Technical failure and human error did not cause Flight 7K9268 to crash, say senior officials at Metrojet.
But if they do know what caused the crash, they are not saying. The Russian Metrojet plane disappeared from radar on Saturday over Egypt’s Sinai Peninsula about 20 minutes after it took off. It had reached a high altitude, officials said. It was flying from a vacation town in Egypt to St. Petersburg, Russia.
The plane broke apart in the sky, officials said. All 224 people on board died. Nearly all the passengers were Russian tourists. Three Ukrainians were also among the dead.
The crash was the worst in Russia’s flying history. Emergency crews have recovered both the plane's black boxes. The boxes record flight data and pilot communications. The information on the black boxes has not yet been released.

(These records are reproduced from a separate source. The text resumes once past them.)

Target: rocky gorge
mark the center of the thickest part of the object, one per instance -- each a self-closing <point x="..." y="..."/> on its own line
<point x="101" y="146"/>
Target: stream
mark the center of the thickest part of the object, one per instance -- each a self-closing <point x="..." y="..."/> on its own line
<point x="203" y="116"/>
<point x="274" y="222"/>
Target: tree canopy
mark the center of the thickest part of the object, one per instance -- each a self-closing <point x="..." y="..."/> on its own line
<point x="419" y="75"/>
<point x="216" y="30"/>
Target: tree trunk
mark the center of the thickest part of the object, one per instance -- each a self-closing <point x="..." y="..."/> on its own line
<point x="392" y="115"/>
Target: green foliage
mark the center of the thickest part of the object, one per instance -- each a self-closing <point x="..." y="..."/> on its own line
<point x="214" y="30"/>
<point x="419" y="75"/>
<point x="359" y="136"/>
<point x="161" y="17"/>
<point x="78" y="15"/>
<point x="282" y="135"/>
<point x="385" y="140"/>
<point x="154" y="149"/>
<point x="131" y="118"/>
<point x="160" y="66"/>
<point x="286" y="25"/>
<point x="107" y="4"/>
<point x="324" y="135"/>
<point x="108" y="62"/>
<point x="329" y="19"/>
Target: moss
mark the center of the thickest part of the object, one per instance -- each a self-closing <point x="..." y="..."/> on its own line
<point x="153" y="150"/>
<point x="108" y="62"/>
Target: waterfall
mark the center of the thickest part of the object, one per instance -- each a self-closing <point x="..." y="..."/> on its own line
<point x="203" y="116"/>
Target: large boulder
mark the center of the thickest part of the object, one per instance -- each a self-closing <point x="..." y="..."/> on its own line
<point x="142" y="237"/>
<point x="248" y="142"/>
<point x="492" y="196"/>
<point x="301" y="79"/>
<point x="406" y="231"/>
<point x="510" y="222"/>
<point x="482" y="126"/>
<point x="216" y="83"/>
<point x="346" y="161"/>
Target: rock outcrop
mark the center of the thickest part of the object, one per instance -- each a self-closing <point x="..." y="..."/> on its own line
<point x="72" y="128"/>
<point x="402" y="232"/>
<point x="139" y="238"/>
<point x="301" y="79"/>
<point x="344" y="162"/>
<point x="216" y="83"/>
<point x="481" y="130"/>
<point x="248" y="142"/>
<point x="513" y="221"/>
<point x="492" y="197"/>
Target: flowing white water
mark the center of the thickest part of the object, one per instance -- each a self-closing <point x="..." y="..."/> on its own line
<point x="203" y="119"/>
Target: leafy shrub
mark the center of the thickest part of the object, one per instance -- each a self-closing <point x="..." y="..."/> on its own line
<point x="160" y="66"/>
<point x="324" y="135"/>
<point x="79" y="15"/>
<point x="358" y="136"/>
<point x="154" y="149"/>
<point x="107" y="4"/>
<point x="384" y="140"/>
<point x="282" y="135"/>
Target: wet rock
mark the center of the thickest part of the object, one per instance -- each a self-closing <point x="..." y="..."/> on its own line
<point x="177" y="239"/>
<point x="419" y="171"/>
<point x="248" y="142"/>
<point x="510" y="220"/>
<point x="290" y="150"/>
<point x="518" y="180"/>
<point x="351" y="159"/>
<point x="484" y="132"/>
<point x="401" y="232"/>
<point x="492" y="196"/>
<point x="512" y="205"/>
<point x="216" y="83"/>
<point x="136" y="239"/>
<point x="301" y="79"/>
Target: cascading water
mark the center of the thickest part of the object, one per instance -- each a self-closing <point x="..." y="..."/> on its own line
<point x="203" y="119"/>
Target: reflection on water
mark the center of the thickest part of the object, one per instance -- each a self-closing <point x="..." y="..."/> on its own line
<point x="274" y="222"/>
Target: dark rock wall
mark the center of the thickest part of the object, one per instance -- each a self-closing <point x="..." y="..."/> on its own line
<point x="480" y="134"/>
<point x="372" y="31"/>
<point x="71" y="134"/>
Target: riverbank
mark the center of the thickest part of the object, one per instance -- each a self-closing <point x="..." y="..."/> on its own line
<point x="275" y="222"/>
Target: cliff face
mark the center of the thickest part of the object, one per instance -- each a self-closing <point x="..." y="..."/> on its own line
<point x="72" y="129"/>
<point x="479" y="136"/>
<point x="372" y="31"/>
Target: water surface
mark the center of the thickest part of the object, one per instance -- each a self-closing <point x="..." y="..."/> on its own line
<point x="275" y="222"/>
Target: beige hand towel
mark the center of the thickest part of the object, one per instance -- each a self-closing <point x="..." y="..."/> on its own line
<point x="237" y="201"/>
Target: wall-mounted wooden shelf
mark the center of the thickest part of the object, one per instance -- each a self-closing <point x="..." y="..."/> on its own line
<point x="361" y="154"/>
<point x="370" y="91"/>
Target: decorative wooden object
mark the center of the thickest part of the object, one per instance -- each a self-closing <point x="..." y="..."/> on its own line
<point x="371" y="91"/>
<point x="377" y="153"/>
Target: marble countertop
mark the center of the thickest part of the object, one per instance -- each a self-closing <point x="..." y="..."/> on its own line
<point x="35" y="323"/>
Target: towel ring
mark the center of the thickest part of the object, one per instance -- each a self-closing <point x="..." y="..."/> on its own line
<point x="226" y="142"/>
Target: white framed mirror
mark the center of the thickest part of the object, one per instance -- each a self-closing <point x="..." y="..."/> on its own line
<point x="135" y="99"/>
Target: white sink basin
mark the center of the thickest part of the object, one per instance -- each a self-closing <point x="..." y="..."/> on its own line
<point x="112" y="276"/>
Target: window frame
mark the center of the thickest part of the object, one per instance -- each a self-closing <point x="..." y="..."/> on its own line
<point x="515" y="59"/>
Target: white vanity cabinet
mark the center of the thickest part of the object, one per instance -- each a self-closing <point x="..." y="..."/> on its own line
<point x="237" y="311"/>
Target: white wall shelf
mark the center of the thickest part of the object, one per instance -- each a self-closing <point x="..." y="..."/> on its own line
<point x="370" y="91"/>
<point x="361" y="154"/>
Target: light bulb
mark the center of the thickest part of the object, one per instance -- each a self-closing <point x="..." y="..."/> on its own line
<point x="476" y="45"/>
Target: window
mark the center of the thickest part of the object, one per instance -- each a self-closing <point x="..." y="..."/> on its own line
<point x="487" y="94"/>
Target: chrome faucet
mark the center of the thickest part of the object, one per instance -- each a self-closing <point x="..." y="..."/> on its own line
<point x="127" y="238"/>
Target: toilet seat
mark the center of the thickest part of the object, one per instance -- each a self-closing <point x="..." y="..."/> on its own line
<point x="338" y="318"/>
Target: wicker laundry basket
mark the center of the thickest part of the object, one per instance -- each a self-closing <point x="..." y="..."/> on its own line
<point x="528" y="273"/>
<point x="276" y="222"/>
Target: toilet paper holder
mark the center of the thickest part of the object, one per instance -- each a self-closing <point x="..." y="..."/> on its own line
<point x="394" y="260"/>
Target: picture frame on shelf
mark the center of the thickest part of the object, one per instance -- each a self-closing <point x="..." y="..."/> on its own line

A top Metrojet official rejected the idea that a 2001 repair to the plane's tail could have caused the crash. However, poor repairs to older planes have caused similar crashes. No technical failures could cause a plane to break up in the air, Metrojet’s deputy director told reporters in Moscow.
The plane wasn't flying, it was falling, Aleksander Smirnov said. Smirnov pointed out that the crew lost total control. No one on the plane called for help. He said the crew did not make a mistake. Smirnov said the only way to explain the crash is some kind of external action.